Baked Sliced Potatoes with Tomatoes (p. 148-149)
Patate in Tegame (can be soy-free)
yield: 4 servings
Ingredients
- 1 1/2 pounds potatoes, thinly sliced
- 2 to 4 cloves garlic, thinly sliced
- 3/4 pound fresh, ripe plum tomatoes, thinly sliced, or 1
(14-ounce) can plum tomatoes or diced tomatoes, drained
- 2 1/2 tablespoons extra-virgin olive oil
- 1/4 cup Soymage Parmesan substitute, or soy-free alternate,
p. 37
- Salt and freshly ground black pepper, to taste
Directions
Oil a 10 inch glass or ceramic baking dish or pie plate with
olive oil.
If you are using the canned tomatoes, break them up with your hands.
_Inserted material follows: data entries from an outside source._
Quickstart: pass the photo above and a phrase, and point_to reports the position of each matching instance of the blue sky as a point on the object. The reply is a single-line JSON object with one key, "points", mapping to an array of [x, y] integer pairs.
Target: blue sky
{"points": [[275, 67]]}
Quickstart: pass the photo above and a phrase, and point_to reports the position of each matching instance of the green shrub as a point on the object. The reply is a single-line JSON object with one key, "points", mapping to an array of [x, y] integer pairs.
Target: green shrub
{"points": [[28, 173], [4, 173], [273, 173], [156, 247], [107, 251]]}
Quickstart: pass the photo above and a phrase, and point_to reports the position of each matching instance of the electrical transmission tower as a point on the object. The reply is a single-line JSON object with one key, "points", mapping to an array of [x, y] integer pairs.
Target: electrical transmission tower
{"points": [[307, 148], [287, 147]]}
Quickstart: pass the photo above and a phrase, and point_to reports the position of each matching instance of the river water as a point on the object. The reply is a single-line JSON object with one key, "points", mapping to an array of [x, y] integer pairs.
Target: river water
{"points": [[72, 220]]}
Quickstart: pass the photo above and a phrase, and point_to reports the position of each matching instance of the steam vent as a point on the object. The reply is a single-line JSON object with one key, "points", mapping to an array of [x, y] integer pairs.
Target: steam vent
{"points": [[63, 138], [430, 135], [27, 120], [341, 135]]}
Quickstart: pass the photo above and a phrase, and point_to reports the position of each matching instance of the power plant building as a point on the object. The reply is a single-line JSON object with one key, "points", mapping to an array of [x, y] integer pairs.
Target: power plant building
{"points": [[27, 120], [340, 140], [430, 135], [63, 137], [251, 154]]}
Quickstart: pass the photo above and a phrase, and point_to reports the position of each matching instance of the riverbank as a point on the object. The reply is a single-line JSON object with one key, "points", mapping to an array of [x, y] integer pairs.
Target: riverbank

Preheat the oven to 350°F.
Layer 1/3 of the potatoes in the dish. Sprinkle with salt and
pepper.
Layer on 1/3 of the tomatoes, half of the garlic, and sprinkle on 1 tablespoon
of the soy Parmesan. Drizzle with 1/2 teaspoon olive oil.
Repeat the layering twice, then sprinkle the top with 2 tablespoons of soy
Parmesan, and drizzle with 1 tablespoon olive oil. Cover the dish and bake for
about 1 hour. Uncover the dish and bake for 15 minutes more, or until the
potatoes are tender and the top is golden. Serve hot.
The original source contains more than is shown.